Closed Tpt closed 6 years ago
Hi Thomas, yes, this is indeed a gap, which it would be nice to address. Thanks for your contribution that fills it in the meantime. At the end of the day, this reflects that CoreNLP is mainly getting dual purpose value from our research projects, and there is only very limited labor available to directly improve CoreNLP. However, fortunately, with the upcoming CoNLL 2017 shared task on UD parsing, there are likely to be good opportunities for us to build UD POS taggers for various languages....
@Tpt have you gotten reasonable French results with your workaround? I have built a new part-of-speech tagger in TensorFlow, it might be interesting to train a UD French part-of-speech model. I think it'd be cool to fix this French issue for Stanford CoreNLP 3.8.0.
@J38 Yes, French results are fairly good (but not amazing). See this live version: http://corenlp.askplatyp.us/1.7
I have built a new part-of-speech tagger in TensorFlow, it might be interesting to train a UD French part-of-speech model.
Great!
Ok I have made a first attempt at training a French UD POS tagging model.
It is available at this path: edu/stanford/nlp/models/pos-tagger/french/french-ud.tagger
in the French models jar. (you will need to download the latest French models jar from the main GitHub page). This was trained on some French UD treebank data we have. It had a 94.4% accuracy on a corresponding French UD treebank test set.
If you have a chance @Tpt would you please try it out ? Over the next few weeks we will probably work on making better models for French and Spanish to include in the Stanford CoreNLP 3.8.0 release! This model was trained with a CRF and works with the Java code.
I am going to try to review the landscape and figure out what the canonical French POS tagging and NER datasets/results are currently.
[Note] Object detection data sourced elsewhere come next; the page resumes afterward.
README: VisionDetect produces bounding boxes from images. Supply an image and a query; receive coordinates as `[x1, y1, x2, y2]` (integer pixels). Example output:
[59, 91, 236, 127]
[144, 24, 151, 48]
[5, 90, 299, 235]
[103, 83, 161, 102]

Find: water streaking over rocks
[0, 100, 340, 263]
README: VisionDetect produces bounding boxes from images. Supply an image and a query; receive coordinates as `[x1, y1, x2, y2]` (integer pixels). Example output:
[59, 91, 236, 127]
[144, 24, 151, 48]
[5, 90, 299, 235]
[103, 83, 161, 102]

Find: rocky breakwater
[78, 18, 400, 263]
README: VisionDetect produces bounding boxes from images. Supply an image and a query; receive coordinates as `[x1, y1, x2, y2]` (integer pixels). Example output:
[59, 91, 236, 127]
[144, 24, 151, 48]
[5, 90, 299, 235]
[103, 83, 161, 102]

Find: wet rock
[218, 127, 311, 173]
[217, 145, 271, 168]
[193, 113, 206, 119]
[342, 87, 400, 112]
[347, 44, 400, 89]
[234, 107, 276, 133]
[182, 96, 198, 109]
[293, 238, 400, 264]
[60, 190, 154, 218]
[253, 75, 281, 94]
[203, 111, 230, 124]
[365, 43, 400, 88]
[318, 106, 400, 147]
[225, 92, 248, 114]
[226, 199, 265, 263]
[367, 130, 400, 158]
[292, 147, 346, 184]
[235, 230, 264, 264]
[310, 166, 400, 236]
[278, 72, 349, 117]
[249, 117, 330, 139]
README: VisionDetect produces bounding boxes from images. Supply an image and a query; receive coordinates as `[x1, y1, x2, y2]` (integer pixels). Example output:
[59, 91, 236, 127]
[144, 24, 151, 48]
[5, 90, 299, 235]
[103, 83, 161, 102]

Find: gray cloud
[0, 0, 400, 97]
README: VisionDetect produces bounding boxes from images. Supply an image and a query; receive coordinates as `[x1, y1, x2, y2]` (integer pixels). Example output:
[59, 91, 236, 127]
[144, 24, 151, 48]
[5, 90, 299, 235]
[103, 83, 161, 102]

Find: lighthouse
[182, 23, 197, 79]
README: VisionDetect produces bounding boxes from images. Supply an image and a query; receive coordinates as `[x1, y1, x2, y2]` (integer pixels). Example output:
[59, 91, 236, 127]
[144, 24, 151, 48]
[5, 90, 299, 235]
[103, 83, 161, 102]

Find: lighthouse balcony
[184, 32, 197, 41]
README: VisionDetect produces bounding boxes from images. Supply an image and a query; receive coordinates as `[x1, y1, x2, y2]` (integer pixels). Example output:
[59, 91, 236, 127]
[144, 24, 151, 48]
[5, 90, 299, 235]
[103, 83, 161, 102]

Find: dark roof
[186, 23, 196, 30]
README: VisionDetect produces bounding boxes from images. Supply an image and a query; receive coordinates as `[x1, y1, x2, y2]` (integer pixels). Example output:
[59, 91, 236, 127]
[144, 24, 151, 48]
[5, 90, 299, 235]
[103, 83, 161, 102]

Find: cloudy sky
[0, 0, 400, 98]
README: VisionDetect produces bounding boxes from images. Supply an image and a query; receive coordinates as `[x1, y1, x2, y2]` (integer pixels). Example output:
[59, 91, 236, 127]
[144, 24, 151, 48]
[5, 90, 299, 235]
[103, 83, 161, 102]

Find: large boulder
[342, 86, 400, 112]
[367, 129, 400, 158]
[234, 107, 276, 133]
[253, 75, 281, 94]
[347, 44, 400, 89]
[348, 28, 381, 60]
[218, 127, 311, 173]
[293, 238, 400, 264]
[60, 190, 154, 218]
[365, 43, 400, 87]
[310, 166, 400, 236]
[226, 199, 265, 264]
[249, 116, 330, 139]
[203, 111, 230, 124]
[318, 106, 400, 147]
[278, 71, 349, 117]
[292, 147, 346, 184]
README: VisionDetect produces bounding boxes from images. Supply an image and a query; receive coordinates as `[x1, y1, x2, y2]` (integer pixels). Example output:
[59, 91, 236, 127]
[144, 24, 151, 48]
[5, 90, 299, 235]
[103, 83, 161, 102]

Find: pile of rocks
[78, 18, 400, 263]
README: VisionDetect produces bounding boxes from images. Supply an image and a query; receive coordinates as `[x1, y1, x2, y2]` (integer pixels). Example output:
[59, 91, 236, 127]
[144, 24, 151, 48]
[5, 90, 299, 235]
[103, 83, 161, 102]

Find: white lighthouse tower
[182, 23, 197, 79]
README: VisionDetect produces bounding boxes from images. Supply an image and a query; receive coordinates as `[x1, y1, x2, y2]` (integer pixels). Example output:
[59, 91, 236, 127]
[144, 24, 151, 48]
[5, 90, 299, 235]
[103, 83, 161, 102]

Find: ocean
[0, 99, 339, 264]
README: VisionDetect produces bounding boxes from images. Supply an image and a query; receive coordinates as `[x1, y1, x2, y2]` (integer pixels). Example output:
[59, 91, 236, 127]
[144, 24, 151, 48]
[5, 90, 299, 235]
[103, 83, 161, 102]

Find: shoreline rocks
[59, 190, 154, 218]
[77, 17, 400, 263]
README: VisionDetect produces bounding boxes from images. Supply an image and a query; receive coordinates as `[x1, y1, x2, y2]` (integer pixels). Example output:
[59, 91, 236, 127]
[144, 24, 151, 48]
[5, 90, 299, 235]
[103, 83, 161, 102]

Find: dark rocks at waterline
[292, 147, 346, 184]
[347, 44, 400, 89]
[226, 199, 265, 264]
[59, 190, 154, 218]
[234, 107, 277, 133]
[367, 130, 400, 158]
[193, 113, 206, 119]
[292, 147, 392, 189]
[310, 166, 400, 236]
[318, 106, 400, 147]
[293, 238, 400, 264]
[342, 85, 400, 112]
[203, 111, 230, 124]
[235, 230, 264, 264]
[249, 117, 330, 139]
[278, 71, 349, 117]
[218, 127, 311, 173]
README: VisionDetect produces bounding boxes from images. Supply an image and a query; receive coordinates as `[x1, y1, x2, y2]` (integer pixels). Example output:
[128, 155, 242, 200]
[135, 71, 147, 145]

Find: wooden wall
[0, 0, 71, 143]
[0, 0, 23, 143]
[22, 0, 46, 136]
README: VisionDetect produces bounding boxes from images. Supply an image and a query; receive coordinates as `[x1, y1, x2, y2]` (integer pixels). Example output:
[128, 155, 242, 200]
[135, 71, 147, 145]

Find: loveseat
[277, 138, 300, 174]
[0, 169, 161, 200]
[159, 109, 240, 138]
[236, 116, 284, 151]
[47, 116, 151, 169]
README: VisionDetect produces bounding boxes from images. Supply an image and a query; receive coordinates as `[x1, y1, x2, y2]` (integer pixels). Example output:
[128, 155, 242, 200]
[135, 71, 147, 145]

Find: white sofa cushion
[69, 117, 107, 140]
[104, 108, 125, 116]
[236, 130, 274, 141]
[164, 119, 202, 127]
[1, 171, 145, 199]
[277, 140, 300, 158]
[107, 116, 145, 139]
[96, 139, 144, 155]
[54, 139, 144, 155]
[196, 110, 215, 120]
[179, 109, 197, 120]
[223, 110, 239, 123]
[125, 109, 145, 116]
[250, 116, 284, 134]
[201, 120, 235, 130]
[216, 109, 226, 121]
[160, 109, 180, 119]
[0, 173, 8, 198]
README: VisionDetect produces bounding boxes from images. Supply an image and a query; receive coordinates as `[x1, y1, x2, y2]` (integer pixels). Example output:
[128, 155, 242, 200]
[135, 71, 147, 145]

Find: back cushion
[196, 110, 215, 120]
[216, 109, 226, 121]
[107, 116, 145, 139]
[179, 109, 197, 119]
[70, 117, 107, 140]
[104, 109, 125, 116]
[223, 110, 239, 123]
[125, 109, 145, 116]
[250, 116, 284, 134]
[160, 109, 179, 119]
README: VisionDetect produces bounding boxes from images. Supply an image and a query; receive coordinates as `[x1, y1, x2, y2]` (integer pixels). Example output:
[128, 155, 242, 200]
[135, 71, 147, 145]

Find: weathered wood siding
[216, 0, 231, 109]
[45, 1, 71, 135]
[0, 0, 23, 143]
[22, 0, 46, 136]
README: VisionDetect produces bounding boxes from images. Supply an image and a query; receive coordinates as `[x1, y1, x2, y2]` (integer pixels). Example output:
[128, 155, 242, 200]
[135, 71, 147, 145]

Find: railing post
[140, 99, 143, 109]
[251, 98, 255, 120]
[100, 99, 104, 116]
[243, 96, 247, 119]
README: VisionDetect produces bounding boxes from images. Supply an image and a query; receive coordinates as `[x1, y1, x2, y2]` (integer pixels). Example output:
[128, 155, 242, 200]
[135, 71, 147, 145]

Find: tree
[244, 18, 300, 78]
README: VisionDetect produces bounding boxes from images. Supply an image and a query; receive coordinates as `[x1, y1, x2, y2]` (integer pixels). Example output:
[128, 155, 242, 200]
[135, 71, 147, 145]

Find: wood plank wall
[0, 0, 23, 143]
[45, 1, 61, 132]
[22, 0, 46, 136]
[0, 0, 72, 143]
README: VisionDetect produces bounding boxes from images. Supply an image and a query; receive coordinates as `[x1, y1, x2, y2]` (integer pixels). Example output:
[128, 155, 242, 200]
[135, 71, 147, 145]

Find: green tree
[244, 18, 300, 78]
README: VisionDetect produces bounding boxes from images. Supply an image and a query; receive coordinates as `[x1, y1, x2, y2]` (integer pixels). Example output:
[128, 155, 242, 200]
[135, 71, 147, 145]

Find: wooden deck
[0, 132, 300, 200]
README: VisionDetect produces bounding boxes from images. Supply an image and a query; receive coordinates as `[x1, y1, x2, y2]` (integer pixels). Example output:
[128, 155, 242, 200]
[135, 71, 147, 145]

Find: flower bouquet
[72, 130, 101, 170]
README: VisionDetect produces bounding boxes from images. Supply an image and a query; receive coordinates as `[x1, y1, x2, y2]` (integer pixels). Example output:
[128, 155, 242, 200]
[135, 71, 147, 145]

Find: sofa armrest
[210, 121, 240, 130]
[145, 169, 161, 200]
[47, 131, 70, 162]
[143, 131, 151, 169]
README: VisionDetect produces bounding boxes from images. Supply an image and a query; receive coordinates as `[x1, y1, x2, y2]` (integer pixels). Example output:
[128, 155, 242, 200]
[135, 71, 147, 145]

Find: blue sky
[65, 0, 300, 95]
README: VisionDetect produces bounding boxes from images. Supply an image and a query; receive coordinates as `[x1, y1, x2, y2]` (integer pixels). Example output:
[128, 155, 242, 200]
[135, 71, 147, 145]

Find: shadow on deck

If you happen to know of any papers/systems to look at that would be very helpful. Soon I want to try to train my Bi-LSTM model for French and Spanish and release that with close to state of the art results.
@J38 Thank you very much for having worked on an other model! How could I run it? I tried to replace the default model by this new one in the CoreNLP server config [1] but it seems that the server still serves the previous tagger. Have I done something wrong?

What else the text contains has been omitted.